6. Protect reaction from light and allow click reaction to incubate for 30 minutes at room temperature.
7. Cells or cell lysates are now click-labeled and ready for downstream processing and/or analysis.

Section 1: Coupling RLR Biotinylated Protein to a Resin

1. Select a streptavidin-resin suitable for your application.
2. Wash and equilibrate the resin by adding 1xPBS or a suitable wash buffer.
3. Add appropriate amounts of RLR Biotinylated protein and incubate for 30 minutes.
4. Wash the resin to remove unlabeled protein and equilibrate with PBS.

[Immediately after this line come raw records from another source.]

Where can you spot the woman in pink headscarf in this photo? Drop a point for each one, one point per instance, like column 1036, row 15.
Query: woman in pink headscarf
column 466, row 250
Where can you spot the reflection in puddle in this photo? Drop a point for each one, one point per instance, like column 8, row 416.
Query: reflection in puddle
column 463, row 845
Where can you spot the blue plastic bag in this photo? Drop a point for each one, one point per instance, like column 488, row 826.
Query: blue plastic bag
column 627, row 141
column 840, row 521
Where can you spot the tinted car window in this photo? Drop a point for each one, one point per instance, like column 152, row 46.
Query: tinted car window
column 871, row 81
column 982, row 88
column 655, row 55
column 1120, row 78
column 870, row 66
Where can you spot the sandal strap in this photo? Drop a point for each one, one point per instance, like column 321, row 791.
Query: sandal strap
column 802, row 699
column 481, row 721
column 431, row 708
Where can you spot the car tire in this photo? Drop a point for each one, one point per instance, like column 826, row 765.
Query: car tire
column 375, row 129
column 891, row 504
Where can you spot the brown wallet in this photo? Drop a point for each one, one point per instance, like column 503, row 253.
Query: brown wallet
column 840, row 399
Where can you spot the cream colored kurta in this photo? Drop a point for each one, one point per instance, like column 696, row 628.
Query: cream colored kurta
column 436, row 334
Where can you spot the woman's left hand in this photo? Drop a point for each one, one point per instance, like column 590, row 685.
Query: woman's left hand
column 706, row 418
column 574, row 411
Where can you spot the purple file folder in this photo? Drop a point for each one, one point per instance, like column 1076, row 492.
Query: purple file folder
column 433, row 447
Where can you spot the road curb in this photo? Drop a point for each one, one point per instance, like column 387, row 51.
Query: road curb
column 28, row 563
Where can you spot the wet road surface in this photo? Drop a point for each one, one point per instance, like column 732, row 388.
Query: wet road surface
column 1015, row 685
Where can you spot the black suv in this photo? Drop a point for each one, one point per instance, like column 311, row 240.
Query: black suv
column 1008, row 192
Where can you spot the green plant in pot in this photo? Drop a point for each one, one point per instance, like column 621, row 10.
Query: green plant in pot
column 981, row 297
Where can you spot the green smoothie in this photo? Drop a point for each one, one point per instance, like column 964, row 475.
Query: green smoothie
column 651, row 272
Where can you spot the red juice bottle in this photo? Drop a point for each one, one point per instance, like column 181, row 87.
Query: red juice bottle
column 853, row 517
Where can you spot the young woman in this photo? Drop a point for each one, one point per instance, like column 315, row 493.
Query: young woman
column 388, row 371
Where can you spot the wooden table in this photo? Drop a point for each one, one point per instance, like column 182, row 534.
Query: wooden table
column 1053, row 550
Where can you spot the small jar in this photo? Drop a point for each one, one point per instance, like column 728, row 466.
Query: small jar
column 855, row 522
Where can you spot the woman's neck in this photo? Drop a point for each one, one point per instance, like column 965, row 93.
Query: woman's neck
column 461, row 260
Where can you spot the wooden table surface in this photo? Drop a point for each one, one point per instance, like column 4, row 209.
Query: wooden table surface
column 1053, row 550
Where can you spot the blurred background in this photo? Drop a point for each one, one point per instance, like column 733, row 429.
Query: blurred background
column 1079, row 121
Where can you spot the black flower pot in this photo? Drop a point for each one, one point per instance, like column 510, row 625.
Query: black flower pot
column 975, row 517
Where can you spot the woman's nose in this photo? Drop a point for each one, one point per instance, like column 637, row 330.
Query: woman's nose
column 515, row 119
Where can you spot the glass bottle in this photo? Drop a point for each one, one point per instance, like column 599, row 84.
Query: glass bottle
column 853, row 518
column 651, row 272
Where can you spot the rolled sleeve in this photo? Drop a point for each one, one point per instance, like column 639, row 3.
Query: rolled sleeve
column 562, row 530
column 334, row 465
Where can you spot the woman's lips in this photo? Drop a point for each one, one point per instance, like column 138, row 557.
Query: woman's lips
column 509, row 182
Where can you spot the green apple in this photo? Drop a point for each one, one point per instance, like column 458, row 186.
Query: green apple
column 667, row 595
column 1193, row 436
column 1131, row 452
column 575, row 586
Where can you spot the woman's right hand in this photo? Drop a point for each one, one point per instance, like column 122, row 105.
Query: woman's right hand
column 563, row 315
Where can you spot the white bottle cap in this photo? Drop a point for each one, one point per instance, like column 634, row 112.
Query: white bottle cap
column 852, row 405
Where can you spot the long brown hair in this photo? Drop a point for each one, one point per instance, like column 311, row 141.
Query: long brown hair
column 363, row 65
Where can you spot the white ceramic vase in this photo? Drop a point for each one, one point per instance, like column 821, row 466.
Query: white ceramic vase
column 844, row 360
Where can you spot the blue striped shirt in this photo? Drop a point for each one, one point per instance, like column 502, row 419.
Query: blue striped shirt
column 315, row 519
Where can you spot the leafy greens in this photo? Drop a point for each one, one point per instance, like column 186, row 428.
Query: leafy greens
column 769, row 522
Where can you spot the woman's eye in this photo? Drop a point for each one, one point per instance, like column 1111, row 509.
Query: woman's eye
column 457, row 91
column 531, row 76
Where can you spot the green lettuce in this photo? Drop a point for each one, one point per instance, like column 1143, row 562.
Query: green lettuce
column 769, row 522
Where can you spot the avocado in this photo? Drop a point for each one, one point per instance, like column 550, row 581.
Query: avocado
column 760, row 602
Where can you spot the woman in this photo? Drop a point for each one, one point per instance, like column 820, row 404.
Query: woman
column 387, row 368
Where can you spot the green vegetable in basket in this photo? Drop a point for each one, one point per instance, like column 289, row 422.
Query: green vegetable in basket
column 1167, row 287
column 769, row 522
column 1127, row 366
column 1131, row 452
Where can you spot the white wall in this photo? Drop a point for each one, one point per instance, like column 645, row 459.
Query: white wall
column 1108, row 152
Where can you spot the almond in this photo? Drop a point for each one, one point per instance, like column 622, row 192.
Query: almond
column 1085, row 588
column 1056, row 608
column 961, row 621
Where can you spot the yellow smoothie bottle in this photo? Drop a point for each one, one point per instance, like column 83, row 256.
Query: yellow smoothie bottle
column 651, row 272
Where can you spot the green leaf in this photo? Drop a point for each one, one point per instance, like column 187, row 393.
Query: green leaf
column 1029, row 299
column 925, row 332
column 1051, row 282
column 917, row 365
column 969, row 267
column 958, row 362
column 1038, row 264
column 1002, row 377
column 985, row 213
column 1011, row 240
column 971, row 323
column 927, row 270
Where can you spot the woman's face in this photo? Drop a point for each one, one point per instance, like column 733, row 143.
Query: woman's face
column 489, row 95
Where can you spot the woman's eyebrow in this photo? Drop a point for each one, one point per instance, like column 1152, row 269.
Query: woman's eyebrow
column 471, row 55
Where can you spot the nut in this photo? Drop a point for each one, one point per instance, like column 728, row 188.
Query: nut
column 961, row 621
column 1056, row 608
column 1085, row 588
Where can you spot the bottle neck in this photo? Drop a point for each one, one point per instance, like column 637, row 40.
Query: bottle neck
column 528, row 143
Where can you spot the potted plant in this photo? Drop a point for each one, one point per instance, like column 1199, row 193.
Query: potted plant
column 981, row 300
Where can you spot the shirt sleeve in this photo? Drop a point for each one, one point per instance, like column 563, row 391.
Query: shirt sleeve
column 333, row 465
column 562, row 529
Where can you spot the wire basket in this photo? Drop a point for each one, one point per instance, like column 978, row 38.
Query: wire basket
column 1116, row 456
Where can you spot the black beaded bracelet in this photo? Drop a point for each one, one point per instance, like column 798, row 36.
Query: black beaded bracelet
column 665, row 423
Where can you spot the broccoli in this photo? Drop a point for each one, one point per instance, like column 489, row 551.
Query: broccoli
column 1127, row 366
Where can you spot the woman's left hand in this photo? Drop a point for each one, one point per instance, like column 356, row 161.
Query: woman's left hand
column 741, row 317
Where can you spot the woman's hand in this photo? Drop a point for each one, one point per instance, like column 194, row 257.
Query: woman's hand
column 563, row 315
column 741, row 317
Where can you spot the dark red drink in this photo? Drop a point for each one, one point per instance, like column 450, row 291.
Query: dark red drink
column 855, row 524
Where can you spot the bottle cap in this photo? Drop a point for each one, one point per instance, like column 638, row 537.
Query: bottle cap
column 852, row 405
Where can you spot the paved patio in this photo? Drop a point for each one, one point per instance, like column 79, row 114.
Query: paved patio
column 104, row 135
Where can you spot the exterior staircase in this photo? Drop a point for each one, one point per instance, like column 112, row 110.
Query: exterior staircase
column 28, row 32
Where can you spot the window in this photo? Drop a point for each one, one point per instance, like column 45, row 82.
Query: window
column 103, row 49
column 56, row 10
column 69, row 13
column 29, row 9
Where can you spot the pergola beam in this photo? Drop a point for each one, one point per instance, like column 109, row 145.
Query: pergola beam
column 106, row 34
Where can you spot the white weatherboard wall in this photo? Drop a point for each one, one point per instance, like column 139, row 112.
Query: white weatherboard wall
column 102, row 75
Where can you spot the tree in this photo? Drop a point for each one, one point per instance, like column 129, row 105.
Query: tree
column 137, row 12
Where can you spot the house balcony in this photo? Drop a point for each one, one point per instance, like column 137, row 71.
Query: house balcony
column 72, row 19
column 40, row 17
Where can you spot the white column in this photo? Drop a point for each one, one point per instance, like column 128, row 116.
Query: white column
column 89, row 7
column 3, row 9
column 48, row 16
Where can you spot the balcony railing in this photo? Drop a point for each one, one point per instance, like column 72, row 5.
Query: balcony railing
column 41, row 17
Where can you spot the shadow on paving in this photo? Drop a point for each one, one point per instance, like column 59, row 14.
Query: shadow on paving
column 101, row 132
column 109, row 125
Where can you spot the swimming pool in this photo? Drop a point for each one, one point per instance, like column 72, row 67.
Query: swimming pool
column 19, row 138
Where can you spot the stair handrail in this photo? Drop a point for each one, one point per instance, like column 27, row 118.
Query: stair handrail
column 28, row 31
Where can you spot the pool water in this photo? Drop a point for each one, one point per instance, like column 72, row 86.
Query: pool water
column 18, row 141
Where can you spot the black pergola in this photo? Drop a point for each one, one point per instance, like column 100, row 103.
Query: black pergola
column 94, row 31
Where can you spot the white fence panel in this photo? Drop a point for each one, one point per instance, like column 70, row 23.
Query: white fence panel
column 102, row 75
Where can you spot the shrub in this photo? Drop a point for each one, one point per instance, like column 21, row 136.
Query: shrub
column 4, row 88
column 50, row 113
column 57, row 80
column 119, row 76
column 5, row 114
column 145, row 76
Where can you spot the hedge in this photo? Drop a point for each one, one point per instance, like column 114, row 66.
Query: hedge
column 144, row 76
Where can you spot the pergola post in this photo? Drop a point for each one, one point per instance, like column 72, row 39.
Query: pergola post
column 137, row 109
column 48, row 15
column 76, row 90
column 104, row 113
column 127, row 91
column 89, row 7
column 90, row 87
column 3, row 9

Section 2: Pull-down the Target Protein

1. Add a sample containing the target protein to the resin from the Section 1.
2. Incubate for 60 minutes.
3. The target protein will be pulled down by RLR Biotinylated protein resin from Section 1.

Section 3: Elution of the Target Protein

1. Centrifuge the resin to remove the supernatant and wash the resin by adding 1xPBS buffer (pH=7.2~7.4) or a suitable wash buffer.
2. Repeat washing as needed.
3. Add elution buffer (4 mM d-biotin in 20 mM Tris-HCl Buffer (pH=7.5) with 50 mM NaCl) and incubate at 37°C for 10 minutes or longer. Repeat three times or as needed.
4. Pool all the elution, and the target protein and RLR biotinylated protein complex will be ready for further analysis.